My husband once taught a message to our church back in Davenport on the idea of the “two camps” we have in Christianity:
- The Glory of God
- The Grace of God
Usually, because of things past and present, we find ourselves with our tents pitched in one of the other. Generally, more conservative, reformed types live in the Glory of God camp, where God is very big and we are very small. On the extreme, this camp is “letter of the law” in their theology. The Grace of God camp is generally where the more progressive, post-Christian, less conservative people live. The extreme in this camp is that truth is colored by culture and that continual, habitual sin is, well, okay…because there’s always enough grace, right?
Yes, there always is enough grace. So much grace that a man died on a cross for it all. Yes, there are many things in the Bible that are clearly true, and there are many things that aren’t so clearly true.
The problem, Tim says, is when we do camp in one side or another, never venturing out or engaging with the other camp.

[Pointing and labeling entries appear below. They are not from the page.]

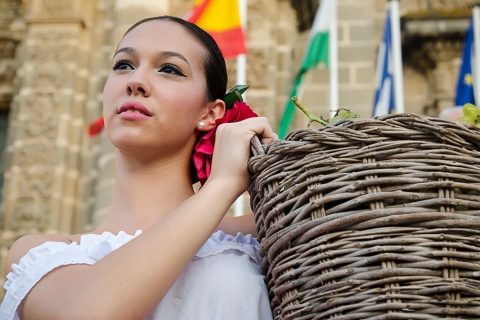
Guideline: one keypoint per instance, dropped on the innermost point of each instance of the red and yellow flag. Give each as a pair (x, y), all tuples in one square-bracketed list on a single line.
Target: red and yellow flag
[(221, 19)]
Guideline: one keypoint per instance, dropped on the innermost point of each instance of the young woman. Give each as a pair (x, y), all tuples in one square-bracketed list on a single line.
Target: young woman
[(157, 254)]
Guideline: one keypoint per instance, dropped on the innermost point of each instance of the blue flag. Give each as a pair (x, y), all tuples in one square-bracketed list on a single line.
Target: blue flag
[(465, 76), (384, 99)]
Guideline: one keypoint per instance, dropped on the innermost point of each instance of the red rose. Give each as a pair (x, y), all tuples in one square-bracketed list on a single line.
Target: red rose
[(96, 127), (202, 157)]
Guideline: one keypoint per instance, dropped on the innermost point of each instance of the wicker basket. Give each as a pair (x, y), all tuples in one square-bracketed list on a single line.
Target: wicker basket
[(371, 219)]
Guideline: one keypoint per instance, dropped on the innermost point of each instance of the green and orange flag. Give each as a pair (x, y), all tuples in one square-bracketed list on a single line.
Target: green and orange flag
[(221, 19)]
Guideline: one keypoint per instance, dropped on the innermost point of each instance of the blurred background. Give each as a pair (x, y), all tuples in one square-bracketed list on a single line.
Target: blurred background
[(55, 57)]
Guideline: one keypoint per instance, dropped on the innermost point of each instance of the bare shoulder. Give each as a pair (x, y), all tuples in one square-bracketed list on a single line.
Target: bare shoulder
[(25, 243)]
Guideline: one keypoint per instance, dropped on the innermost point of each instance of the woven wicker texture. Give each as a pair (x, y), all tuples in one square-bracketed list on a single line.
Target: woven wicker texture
[(371, 219)]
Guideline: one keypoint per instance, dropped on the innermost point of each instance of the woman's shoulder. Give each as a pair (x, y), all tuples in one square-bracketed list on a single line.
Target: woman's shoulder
[(21, 246)]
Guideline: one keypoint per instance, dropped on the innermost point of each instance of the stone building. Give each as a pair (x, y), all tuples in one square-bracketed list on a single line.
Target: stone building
[(55, 56)]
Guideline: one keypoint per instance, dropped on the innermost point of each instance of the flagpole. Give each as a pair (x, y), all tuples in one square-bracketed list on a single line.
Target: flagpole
[(241, 78), (333, 60), (397, 57), (476, 53)]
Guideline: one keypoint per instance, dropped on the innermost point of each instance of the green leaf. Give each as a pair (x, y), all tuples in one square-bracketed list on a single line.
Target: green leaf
[(235, 94)]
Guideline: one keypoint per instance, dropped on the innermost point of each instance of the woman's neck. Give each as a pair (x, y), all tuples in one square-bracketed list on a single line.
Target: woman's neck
[(145, 192)]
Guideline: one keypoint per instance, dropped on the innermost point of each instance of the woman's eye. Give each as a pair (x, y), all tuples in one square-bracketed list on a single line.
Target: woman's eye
[(168, 68), (123, 65)]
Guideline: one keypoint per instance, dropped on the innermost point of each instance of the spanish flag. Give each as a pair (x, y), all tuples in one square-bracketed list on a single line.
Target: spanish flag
[(221, 19)]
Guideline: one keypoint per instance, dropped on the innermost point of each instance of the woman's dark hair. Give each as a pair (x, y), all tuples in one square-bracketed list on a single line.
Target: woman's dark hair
[(214, 63)]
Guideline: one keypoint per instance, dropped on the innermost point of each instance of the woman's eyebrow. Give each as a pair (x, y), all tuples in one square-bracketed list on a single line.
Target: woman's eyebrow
[(126, 50), (168, 54)]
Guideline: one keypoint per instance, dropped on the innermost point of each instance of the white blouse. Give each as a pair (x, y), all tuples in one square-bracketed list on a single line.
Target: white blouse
[(223, 280)]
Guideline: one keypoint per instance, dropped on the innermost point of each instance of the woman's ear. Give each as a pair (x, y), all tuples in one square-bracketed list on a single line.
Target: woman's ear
[(213, 111)]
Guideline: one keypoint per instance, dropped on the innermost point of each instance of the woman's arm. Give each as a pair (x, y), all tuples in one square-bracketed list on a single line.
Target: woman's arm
[(130, 282)]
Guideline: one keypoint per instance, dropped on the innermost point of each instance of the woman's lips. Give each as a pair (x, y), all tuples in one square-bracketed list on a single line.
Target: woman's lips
[(132, 110)]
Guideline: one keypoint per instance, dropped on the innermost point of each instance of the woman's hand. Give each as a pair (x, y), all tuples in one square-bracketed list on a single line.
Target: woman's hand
[(232, 150)]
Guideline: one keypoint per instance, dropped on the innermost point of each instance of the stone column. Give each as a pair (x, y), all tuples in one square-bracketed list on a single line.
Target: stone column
[(46, 126)]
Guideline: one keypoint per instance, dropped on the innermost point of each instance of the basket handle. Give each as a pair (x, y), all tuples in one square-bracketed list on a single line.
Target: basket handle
[(256, 146)]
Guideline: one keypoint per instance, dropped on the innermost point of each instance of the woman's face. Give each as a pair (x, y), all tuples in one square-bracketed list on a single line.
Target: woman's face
[(155, 93)]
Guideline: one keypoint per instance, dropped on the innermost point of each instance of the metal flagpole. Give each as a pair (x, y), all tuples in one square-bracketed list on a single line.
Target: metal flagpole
[(238, 206), (333, 59), (476, 53), (397, 57)]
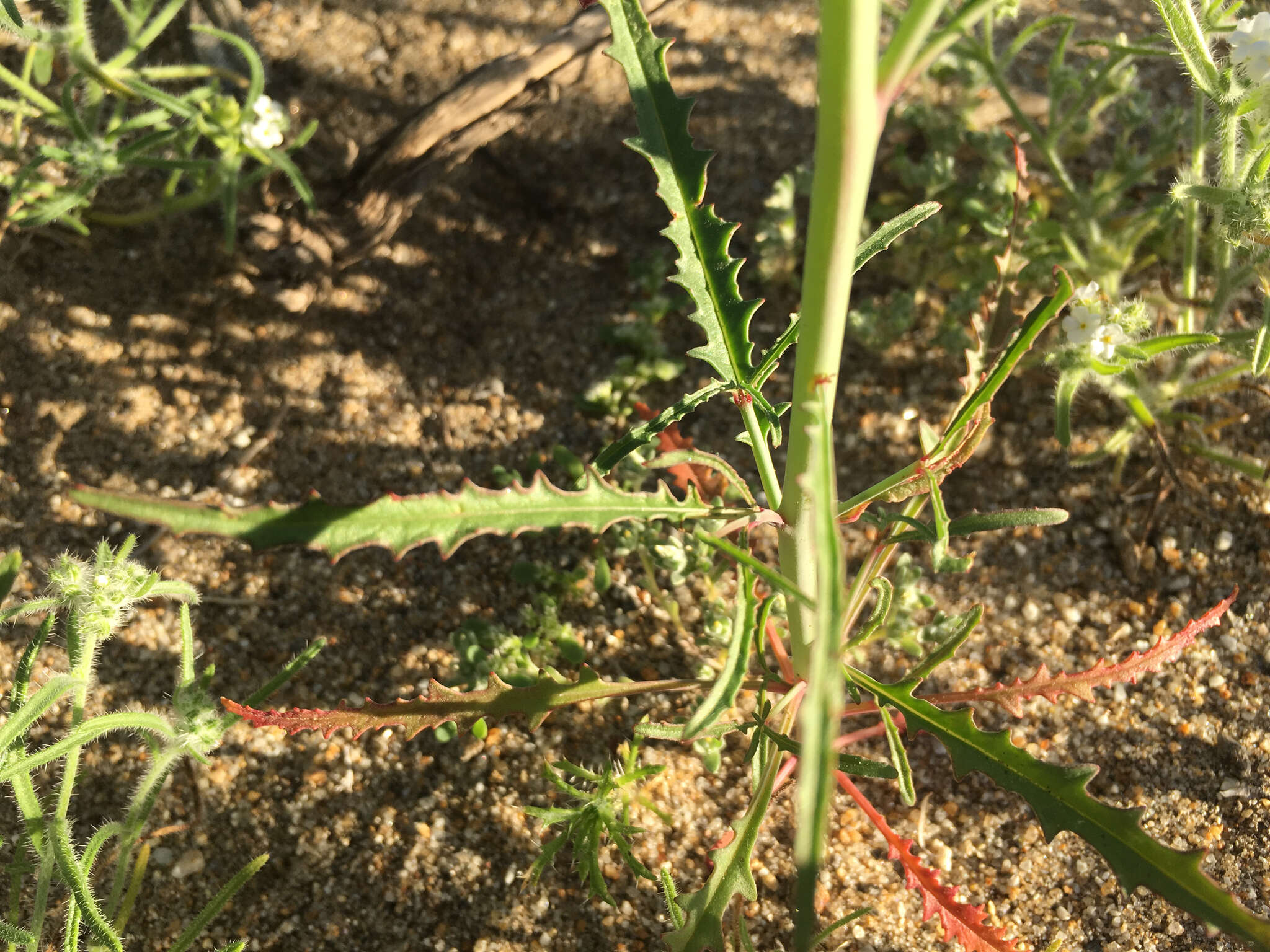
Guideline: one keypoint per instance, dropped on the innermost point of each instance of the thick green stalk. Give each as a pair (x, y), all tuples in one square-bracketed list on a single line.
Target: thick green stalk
[(849, 122)]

Life is full of constant wandering and the world is big. We should explore it with the Holy Spirit and the things illuminated to be true to us as our guide.
Maybe it’s just me, my own introspection into my heart, or the blogs I read, or the people I follow on social media, or the conversations I overhear when I choose to write over coffee and not my kitchen table, but I sense a shift in culture. I used to think most of us lived on a midline, or even perhaps too far into conservatism. Now, however, I kind of see a lot of people expressing a truth-is-relative, no consequences world.
We think we are living more free in our grace, but I think we may be living under an illusion that our actions don’t have a cost because we aren’t the direct beneficiaries of it.
I know the Apostle Paul says everything is permissible and not beneficial, but not everything is wise.
I’ve found myself asking questions of my own behavior lately, in light of Titus 2.
Could what I say call in to question my faith? Could someone criticize me for using this word or that word, even though I don’t see a problem with it?
Could what I do – what I eat, drink or how I spend my time cause another person to see a relationship with Christ as something that doesn’t really make me any different?
Am I taking my faith seriously enough that I recognize the cost of grace for me and the need for grace for others?
I am realizing my actions, big and small, have very significant consequences. That in order to live the Gospel, using words or not, I actually need to live the Gospel.
I need to live a life of dying to myself, dying to my perceptions, and surrendering the “I’m entitled this behavior because of grace!” attitude I can have. Because the truth is we’re not entitled to anything except believing and receiving the grace given to us.
Is a life of quiet faith the one that speaks the loudest?